1. Reducing Costs. Hospitals, physicians, and other providers will have to squeeze every penny out of their operations, including renegotiating contracts with suppliers on everything from food to medical devices and pharmaceuticals. "All reform will be in the context of future spending, particularly in light of Medicare and Medicaid absorbing an increasingly large part of the GDP," according to the report.
This will mean increasing reimbursement pressure, with physician practice models beginning to adapt. Payers will grapple with Medicare Advantage reimbursement leveling, and perhaps fees or taxes on insurers. Pharma will be more intensely restricted in its marketing activities and data usage, rebate changes and at the same time, maintaining its $80 billion contribution agreement with the Obama administration.

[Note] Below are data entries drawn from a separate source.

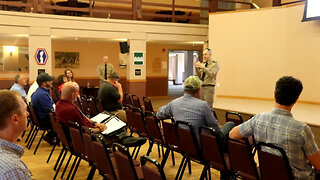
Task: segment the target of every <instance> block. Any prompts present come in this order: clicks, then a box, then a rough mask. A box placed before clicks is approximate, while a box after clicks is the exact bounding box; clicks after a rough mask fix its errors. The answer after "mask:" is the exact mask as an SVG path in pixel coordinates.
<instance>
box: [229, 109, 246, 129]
mask: <svg viewBox="0 0 320 180" xmlns="http://www.w3.org/2000/svg"><path fill="white" fill-rule="evenodd" d="M229 121H231V122H234V124H235V125H236V126H238V125H239V124H242V123H243V119H242V116H241V115H240V114H239V113H237V112H226V122H229Z"/></svg>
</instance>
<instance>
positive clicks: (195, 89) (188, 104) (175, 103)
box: [157, 76, 234, 139]
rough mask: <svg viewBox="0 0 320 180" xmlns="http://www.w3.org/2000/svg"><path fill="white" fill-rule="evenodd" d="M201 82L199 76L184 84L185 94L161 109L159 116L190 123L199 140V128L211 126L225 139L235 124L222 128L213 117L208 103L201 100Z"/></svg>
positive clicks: (211, 110) (218, 123)
mask: <svg viewBox="0 0 320 180" xmlns="http://www.w3.org/2000/svg"><path fill="white" fill-rule="evenodd" d="M200 87H201V81H200V79H199V78H198V77H197V76H190V77H188V78H187V79H186V81H185V83H184V91H185V94H184V95H183V96H182V97H180V98H177V99H174V100H173V101H171V102H169V104H167V105H165V106H162V107H160V108H159V110H158V112H157V116H158V117H160V118H169V117H173V118H174V119H175V120H176V121H184V122H188V123H190V124H191V125H192V126H193V127H194V130H195V132H196V135H197V137H198V139H199V133H198V131H199V127H201V126H209V127H213V128H214V129H215V130H216V131H218V132H221V133H222V134H223V137H227V135H228V133H229V131H230V130H231V129H232V128H233V127H234V123H232V122H228V123H226V124H225V125H224V126H223V127H222V128H220V125H219V123H218V120H217V119H216V118H215V117H214V115H213V109H212V108H211V107H210V106H209V104H208V103H207V102H206V101H203V100H201V99H199V97H200Z"/></svg>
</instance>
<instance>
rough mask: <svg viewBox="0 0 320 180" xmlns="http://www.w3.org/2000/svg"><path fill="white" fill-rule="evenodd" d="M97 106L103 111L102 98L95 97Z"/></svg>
mask: <svg viewBox="0 0 320 180" xmlns="http://www.w3.org/2000/svg"><path fill="white" fill-rule="evenodd" d="M95 103H96V107H97V109H98V112H99V113H101V112H103V111H104V109H103V106H102V102H101V99H95Z"/></svg>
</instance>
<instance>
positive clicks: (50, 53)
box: [29, 27, 54, 81]
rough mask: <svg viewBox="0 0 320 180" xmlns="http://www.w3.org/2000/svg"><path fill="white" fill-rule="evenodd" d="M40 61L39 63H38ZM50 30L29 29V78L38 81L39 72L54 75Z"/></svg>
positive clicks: (30, 27)
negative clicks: (43, 72) (47, 73)
mask: <svg viewBox="0 0 320 180" xmlns="http://www.w3.org/2000/svg"><path fill="white" fill-rule="evenodd" d="M37 59H39V61H37ZM53 59H54V57H53V55H52V53H51V37H50V28H44V27H30V29H29V77H30V81H34V80H36V78H37V76H38V72H42V71H45V72H46V73H48V74H50V75H52V60H53Z"/></svg>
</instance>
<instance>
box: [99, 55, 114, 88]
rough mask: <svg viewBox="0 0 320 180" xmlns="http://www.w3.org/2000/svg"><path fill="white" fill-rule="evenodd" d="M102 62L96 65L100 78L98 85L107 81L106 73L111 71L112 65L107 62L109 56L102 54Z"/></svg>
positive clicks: (109, 63)
mask: <svg viewBox="0 0 320 180" xmlns="http://www.w3.org/2000/svg"><path fill="white" fill-rule="evenodd" d="M102 61H103V64H100V65H99V66H98V69H97V71H98V77H99V79H100V87H101V86H102V85H103V84H104V83H105V82H106V81H107V79H108V75H109V74H110V73H111V72H113V65H112V64H111V63H109V57H108V56H103V58H102Z"/></svg>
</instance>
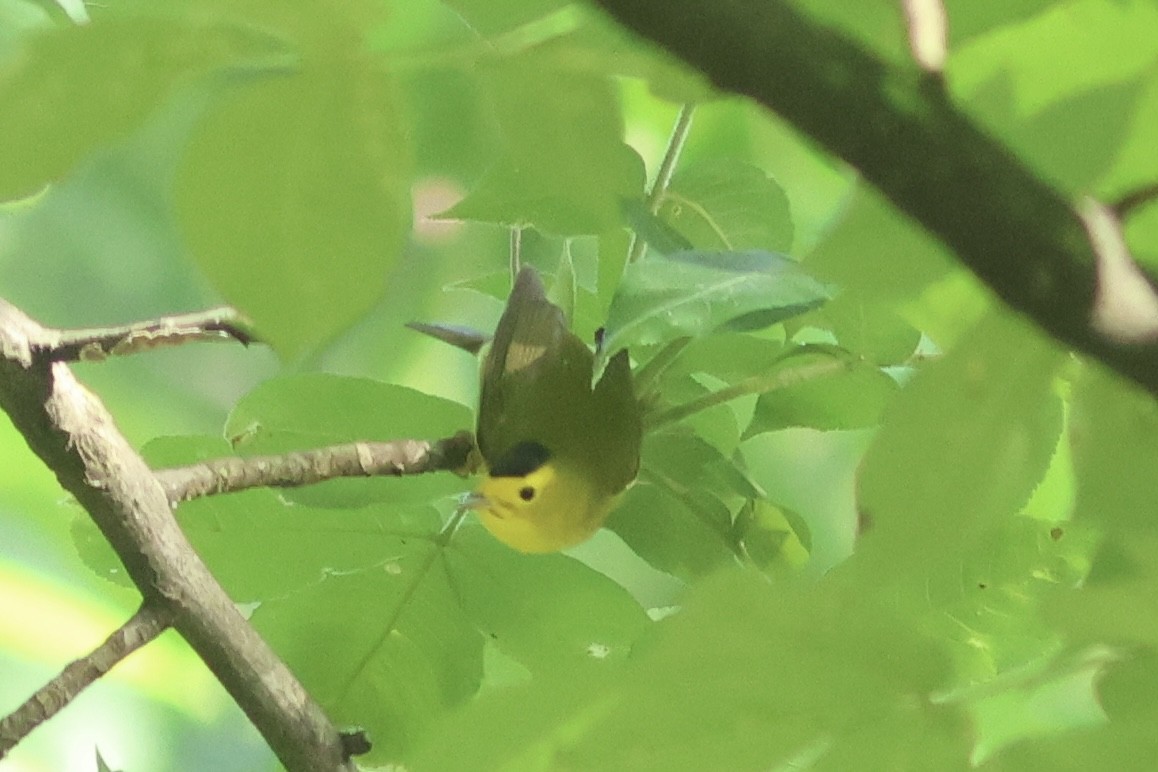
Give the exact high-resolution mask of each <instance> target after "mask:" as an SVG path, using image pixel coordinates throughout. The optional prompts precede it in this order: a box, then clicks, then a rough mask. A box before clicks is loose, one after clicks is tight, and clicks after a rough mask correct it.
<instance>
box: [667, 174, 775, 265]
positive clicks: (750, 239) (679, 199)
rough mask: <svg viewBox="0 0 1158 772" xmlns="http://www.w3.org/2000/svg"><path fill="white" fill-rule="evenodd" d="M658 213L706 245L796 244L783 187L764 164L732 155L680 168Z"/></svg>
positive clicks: (669, 223)
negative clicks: (761, 168) (720, 158)
mask: <svg viewBox="0 0 1158 772" xmlns="http://www.w3.org/2000/svg"><path fill="white" fill-rule="evenodd" d="M659 216H660V219H661V220H664V221H665V222H667V225H669V226H670V227H672V228H674V229H675V230H676V231H677V233H680V234H682V235H683V237H684V238H687V241H688V242H690V244H691V247H694V248H695V249H698V250H703V251H711V250H721V251H741V250H749V249H761V250H767V251H772V252H776V251H779V252H783V251H787V250H789V249H790V248H791V247H792V215H791V213H790V212H789V199H787V196H785V194H784V190H783V189H782V188H780V186H779V185H778V184H777V183H776V181H775V179H772V178H771V177H769V176H768V175H767V174H765V172H764V171H762V170H761V169H757V168H756V167H752V166H748V164H746V163H742V162H740V161H735V160H733V159H717V160H713V161H705V162H701V163H698V164H695V166H691V167H688V168H686V169H681V170H680V171H679V172H677V174H676V175H675V177H674V178H673V179H672V184H670V185H669V186H668V189H667V190H665V191H664V194H662V197H661V198H660V208H659ZM657 247H658V245H657Z"/></svg>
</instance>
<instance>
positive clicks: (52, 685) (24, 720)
mask: <svg viewBox="0 0 1158 772" xmlns="http://www.w3.org/2000/svg"><path fill="white" fill-rule="evenodd" d="M168 627H169V613H168V611H167V610H166V609H164V606H162V605H160V604H157V603H152V602H148V601H146V602H145V603H142V604H141V606H140V609H138V610H137V613H134V615H133V616H132V617H131V618H130V619H129V622H126V623H125V624H123V625H122V626H120V627H118V628H117V631H116V632H113V633H112V634H111V635H109V638H108V639H105V641H104V642H103V644H101V645H100V646H97V647H96V648H95V649H93V652H90V653H89V654H88V655H87V656H83V657H81V659H79V660H75V661H73V662H71V663H69V664H68V666H67V667H66V668H65V669H64V670H61V671H60V675H58V676H57V677H56V678H53V679H52V681H50V682H49V683H47V684H45V685H44V686H42V688H41V689H39V690H37V692H36V693H35V694H32V696H31V697H29V698H28V700H25V701H24V704H23V705H21V706H20V707H17V708H16V709H15V711H13V712H12V713H9V714H8V715H6V716H5V718H3V719H0V759H3V757H5V756H7V755H8V751H10V750H12V749H13V748H15V747H16V744H17V743H19V742H20V741H21V740H23V738H24V737H25V736H27V735H28V734H29V733H30V731H32V729H35V728H36V727H38V726H41V725H42V723H44V722H45V721H47V720H49V719H51V718H52V716H53V715H56V714H57V713H59V712H60V711H61V709H63V708H64V707H66V706H67V705H68V704H69V703H72V701H73V700H74V699H76V697H78V696H79V694H80V693H81V692H82V691H85V689H87V688H88V686H89V685H91V684H93V683H95V682H96V679H97V678H100V677H102V676H103V675H104V674H107V672H108V671H109V670H111V669H112V668H113V667H115V666H116V664H118V663H119V662H120V661H122V660H124V659H125V657H126V656H129V655H130V654H132V653H133V652H135V650H137V649H139V648H140V647H142V646H145V645H146V644H148V642H149V641H152V640H154V639H155V638H156V637H157V635H160V634H161V633H163V632H164V631H166V630H167V628H168Z"/></svg>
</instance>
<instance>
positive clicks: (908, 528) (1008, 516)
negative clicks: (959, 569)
mask: <svg viewBox="0 0 1158 772" xmlns="http://www.w3.org/2000/svg"><path fill="white" fill-rule="evenodd" d="M1063 361H1064V356H1063V353H1062V352H1061V351H1060V350H1058V348H1057V347H1056V346H1054V345H1053V344H1051V343H1050V341H1048V340H1046V339H1043V338H1042V337H1041V334H1040V333H1038V332H1036V331H1034V330H1031V329H1029V328H1027V326H1026V324H1025V323H1024V322H1020V321H1017V319H1013V318H1012V317H1007V316H997V315H995V316H992V317H990V318H989V319H988V321H987V322H984V323H982V324H981V325H979V326H977V328H976V329H975V330H974V331H973V333H972V334H970V336H969V337H967V338H966V339H965V340H962V341H961V344H960V345H959V346H958V347H957V348H955V350H954V351H952V352H950V353H948V354H947V355H946V356H945V358H944V359H941V360H939V361H935V362H931V363H929V365H928V366H926V367H925V368H924V369H922V370H921V372H919V373H918V374H917V375H916V377H915V378H914V380H913V381H911V382H910V383H909V384H908V385H907V387H906V388H904V390H902V391H901V392H900V394H899V395H897V396H896V397H895V398H893V399H892V400H891V405H889V409H888V411H887V412H886V414H885V419H884V422H882V427H881V431H880V433H879V434H878V436H877V440H875V442H874V443H873V446H872V447H871V448H870V449H868V453H867V455H866V457H865V461H864V464H863V466H862V470H860V478H859V483H860V501H862V505H860V506H862V507H863V508H864V510H865V512H867V513H868V515H870V516H871V519H872V527H871V530H870V536H868V538H867V539H866V542H865V545H866V547H867V546H868V544H870V542H875V543H878V544H879V546H880V547H884V549H885V552H882V553H881V556H884V554H887V556H889V558H888V560H893V561H896V564H895V565H897V566H904V567H907V568H908V569H916V571H921V569H922V567H928V566H930V565H935V564H937V563H938V561H941V560H945V559H946V557H948V556H957V554H959V553H960V551H961V550H967V549H968V545H969V544H970V543H972V542H973V539H975V538H976V537H977V536H979V535H980V534H983V532H985V531H987V530H989V529H990V528H992V527H995V525H999V524H1001V523H1003V522H1005V521H1006V520H1007V519H1009V517H1010V516H1011V515H1013V514H1014V513H1017V512H1018V510H1019V509H1020V508H1021V507H1023V506H1024V505H1025V502H1026V501H1027V500H1028V498H1029V495H1031V493H1032V492H1033V488H1034V487H1035V486H1036V485H1038V483H1039V481H1040V480H1041V478H1042V476H1043V475H1045V472H1046V469H1047V468H1048V465H1049V461H1050V458H1051V456H1053V454H1054V449H1055V448H1056V444H1057V436H1058V433H1060V432H1061V429H1062V410H1061V404H1060V402H1058V399H1057V397H1056V396H1055V394H1054V390H1053V380H1054V376H1055V373H1056V369H1057V368H1058V366H1060V365H1061V363H1062V362H1063ZM885 545H888V546H887V547H886V546H885Z"/></svg>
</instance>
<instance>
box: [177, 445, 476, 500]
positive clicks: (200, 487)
mask: <svg viewBox="0 0 1158 772" xmlns="http://www.w3.org/2000/svg"><path fill="white" fill-rule="evenodd" d="M474 447H475V440H474V438H472V435H471V434H470V432H460V433H459V434H455V435H454V436H452V438H445V439H442V440H439V441H437V442H426V441H424V440H400V441H397V442H352V443H349V444H338V446H331V447H329V448H317V449H316V450H299V451H294V453H287V454H283V455H280V456H248V457H243V458H242V457H228V458H214V459H212V461H205V462H201V463H199V464H192V465H190V466H178V468H173V469H160V470H156V472H155V475H156V478H157V480H160V483H161V486H162V487H163V488H164V492H166V494H167V495H168V497H169V501H170V502H173V503H179V502H181V501H188V500H190V499H196V498H198V497H203V495H212V494H217V493H233V492H235V491H244V490H245V488H251V487H296V486H301V485H313V484H315V483H321V481H322V480H328V479H334V478H336V477H374V476H390V477H401V476H403V475H423V473H425V472H437V471H466V469H467V466H468V461H469V457H470V451H471V449H472V448H474Z"/></svg>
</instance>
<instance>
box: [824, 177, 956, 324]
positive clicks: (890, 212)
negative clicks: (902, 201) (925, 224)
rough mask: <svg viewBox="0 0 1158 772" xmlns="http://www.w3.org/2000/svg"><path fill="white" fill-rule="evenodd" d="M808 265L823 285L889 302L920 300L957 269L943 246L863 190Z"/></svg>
mask: <svg viewBox="0 0 1158 772" xmlns="http://www.w3.org/2000/svg"><path fill="white" fill-rule="evenodd" d="M805 265H807V266H808V271H811V272H812V273H814V274H815V275H816V277H819V278H820V279H821V280H823V281H833V282H835V284H837V285H840V286H842V287H852V288H855V289H856V291H857V292H858V293H859V294H860V295H862V296H863V297H866V299H874V300H880V301H886V302H889V301H896V300H900V299H908V297H913V296H915V295H916V294H917V293H919V292H921V291H922V289H924V288H925V287H926V286H928V285H930V284H932V282H933V281H937V280H938V279H940V278H943V277H944V275H945V274H946V273H948V272H950V270H951V269H952V267H953V266H954V265H955V263H954V260H953V257H952V256H951V255H950V253H948V252H947V251H946V249H945V248H944V247H941V244H940V243H939V242H937V241H935V240H933V238H932V237H931V236H930V235H929V234H928V233H925V231H924V230H922V229H921V228H919V227H917V226H916V225H914V223H913V222H910V221H908V220H906V219H904V218H903V216H901V214H900V213H897V212H896V209H894V208H893V207H892V205H891V204H888V201H886V200H885V199H884V198H882V197H881V196H880V193H877V192H875V191H873V190H872V189H870V188H867V186H865V185H860V186H858V188H857V189H856V191H855V192H853V193H852V197H851V200H850V201H849V204H848V205H846V207H845V209H844V213H843V215H842V216H841V219H840V220H838V221H837V222H836V223H835V226H834V227H833V228H831V229H829V230H828V233H827V235H826V236H824V238H823V240H822V241H821V242H820V244H818V247H816V248H815V250H813V252H812V253H809V255H808V257H807V258H806V259H805Z"/></svg>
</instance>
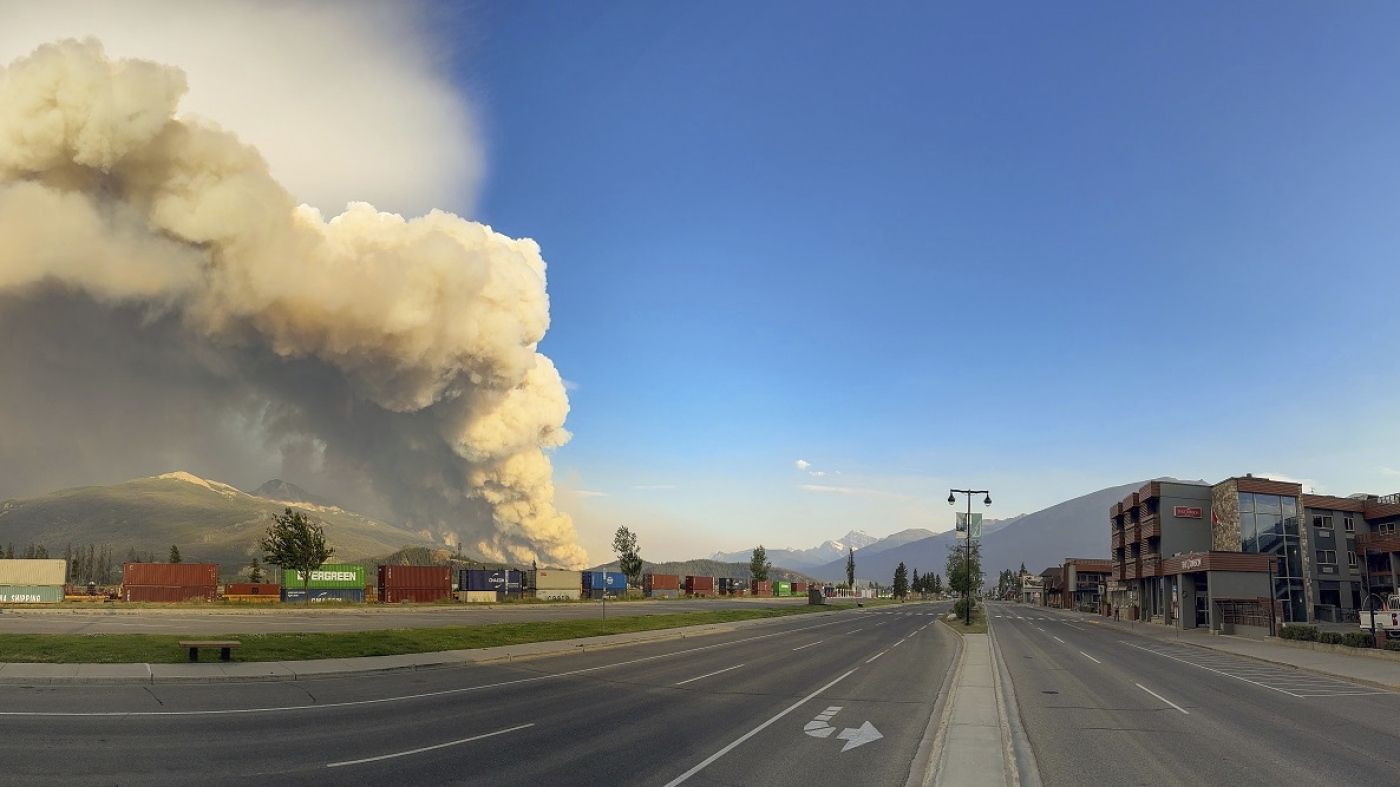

2. Regulatory Change. Dozens of new agencies and grant programs, reimbursement, and pricing pressures, with increased governmental oversight, will impose new requirements on healthcare providers.
The proposed Physician Payments Sunshine Act would require pharma and device companies to disclose consulting fees paid to physicians, health insurers, pharmacists, and others. Non-labor costs can make up half of most hospital expenses, and executives say they're scrutinizing purchases in areas of biomedical engineering, energy, security, and even parking as places to cut. Even food and nutrition services are on the chopping block, as are laundry and linen services.
3. Incentives and Value-based Purchasing. Fewer than half of providers have implemented all but the most basic electronic health record functions.
"2010 will be a double-bonus year for physicians who act quickly to take advantage of government incentives to adopt electronic medical records and e-prescribing. Those who do not will face potential penalties later. This new carrot and stick model indicates the government's changing role from a 'passive payer' to an 'active buyer,' according to the report.
4. Focus on fraud. With an estimated $1.6 billion in savings said to healthcare fraud detection, prevention, and recovery, healthcare organizations will need to tighten their internal controls. Pharmaceutical executives now face jail time for off-label marketing violations and hospitals are looking nervously at the Centers for Medicare and Medicaid Services Recovery Audit Contractor program.
5. Technology. Stimulus funds from 2009 are boosting broadband funding, with an eye to converge technology and telecommunications companies. For example, Verizon's Telehealth Collaboration Services Initiative provides remote consultation and technology for continuing medical education and virtual encounters for hospitals, physician practices, labs, and government agencies. GE Healthcare and Sprint are partnering with San Antonio's Methodist Healthcare to create a wireless infrastructure for anytime communication.